Although neither man was realistically accused of being a member of al-Qaeda
or the Taliban, or of raising arms against the United States, it's probable
that, as has happened with Hamlili and Houari, they will face charges of leaving
the country without permission, traveling on false passports, and of being connected,
in some nebulous manner, with terrorist organizations, which will either be
dismissed or lead to jail sentences.
The method whereby the Algerian authorities reach their supposed judicial decisions
is mysterious, to say the least, which is another of the reasons that it has
taken so long for the Americans – and for their British allies, who have been
similarly disposing
of unwanted Algerian nationals from the UK – to bypass international treaties
preventing the return of foreign nationals to countries where they face the
risk of torture by negotiating vague "diplomatic assurances" with
the countries in question that purport to guarantee that the returnees will
be treated humanely. In the case of Tunisia, where two cleared prisoners were
returned last year, this has been an unmitigated disaster, as both men were
summarily imprisoned, subjected to show trials and sentenced
to jail sentences of three and seven years, and a U.S. District Judge, Gladys
Kessler, promptly intervened to prevent the return of a third cleared Tunisian,
ruling
that he could not be returned to Tunisia because he could suffer "irreparable
harm" that the U.S. courts would be powerless to reverse.

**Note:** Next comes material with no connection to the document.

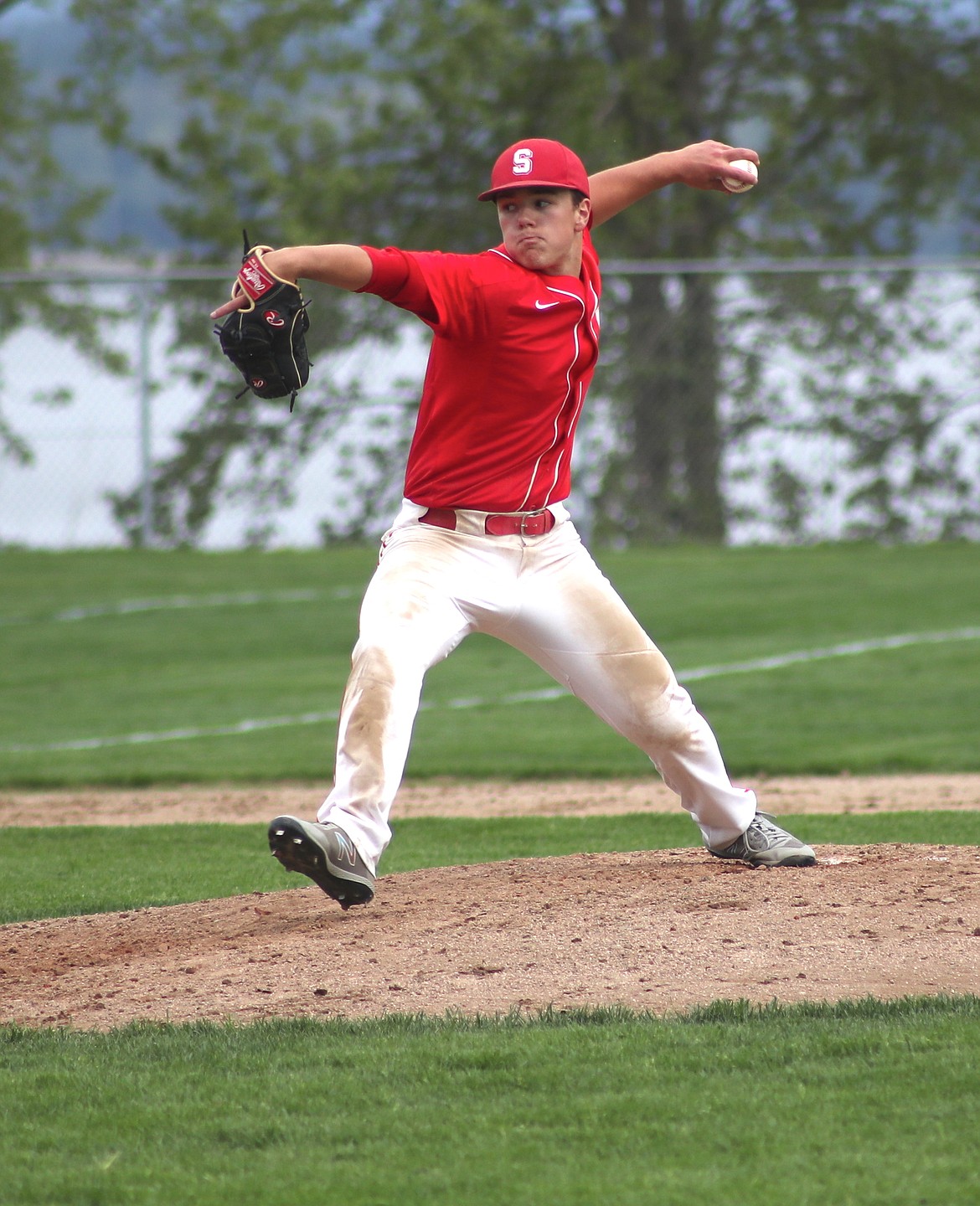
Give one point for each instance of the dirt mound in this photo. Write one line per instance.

With Algeria, the approach may, perhaps, be more appropriately compared to
the tossing of a coin, or, as I put it when Hamlili and Houari were repatriated,
to a kind of Russian Roulette, which, though marginally better, is hardly appropriate
after all these men have been though. Their "crimes," after all, amounted
to little more than traveling to Afghanistan at the wrong time, and being seized
and sold by Pakistani forces after fleeing the death and destruction wrought
by the US-led invasion of October 2001.
As I explain in my book The
Guantánamo Files, al-Qadir, who was 25 years old at the time
of his capture, had lived in Germany for seven years, but had spent some of
that time in prison. Released on bail in 2000, he made his way to London, where
he spent ten months before traveling to Afghanistan in June 2001 "to immigrate,
make money, and find a wife." He denied an allegation, produced under unknown
circumstances by an alleged but unidentified "al-Qaeda operative,"
that he had trained at the Khaldan military training camp, and explained that
he had been staying in a house in the city of Jalalabad, but that, when the
Northern Alliance were advancing on the city, the owner asked him to leave,
and he then made his way to Pakistan with other refugees, even though he was
ill with malaria.
Abdulli Feghoul, who was 41 years old when he was seized, had also lived in
Germany, and had traveled to Afghanistan in 2001. He too had been staying in
Jalalabad, and ran up against a similarly unsubstantiated allegation that he
had trained at the Durunta military training camp. In an attempt to clear his
name, Feghoul attempted to call a Belgian witness of Turkish origin to vouch
for him, but the prisoner refused, and was released soon after, as the governments
of Europe scrambled to repatriate their citizens. In April 2007, Feghoul told
his lawyers, "It seems that I am buried in my grave," and in February
2008, Human Rights Watch reported (PDF)
that he had not been allowed a single phone call home in his more than six years
of detention. In addition, he explained that the Red Cross had finally "brought
him photos of his family in early 2008, but that the prison guards searched
his cell and took two of the photos away."
After so long in this most hideous form of limbo – cleared for release but
still held in isolated cells as though they had actually been convicted of heinous
crimes – I can only hope that both men gain some sort of justice in Algeria,
and that suitable homes can be found for the dozens of other cleared prisoners
– over 65, according to the Pentagon – who are also desperate to be freed from
Guantánamo, but who do not wish simply to exchange one form of arbitrary
and unjust imprisonment for another.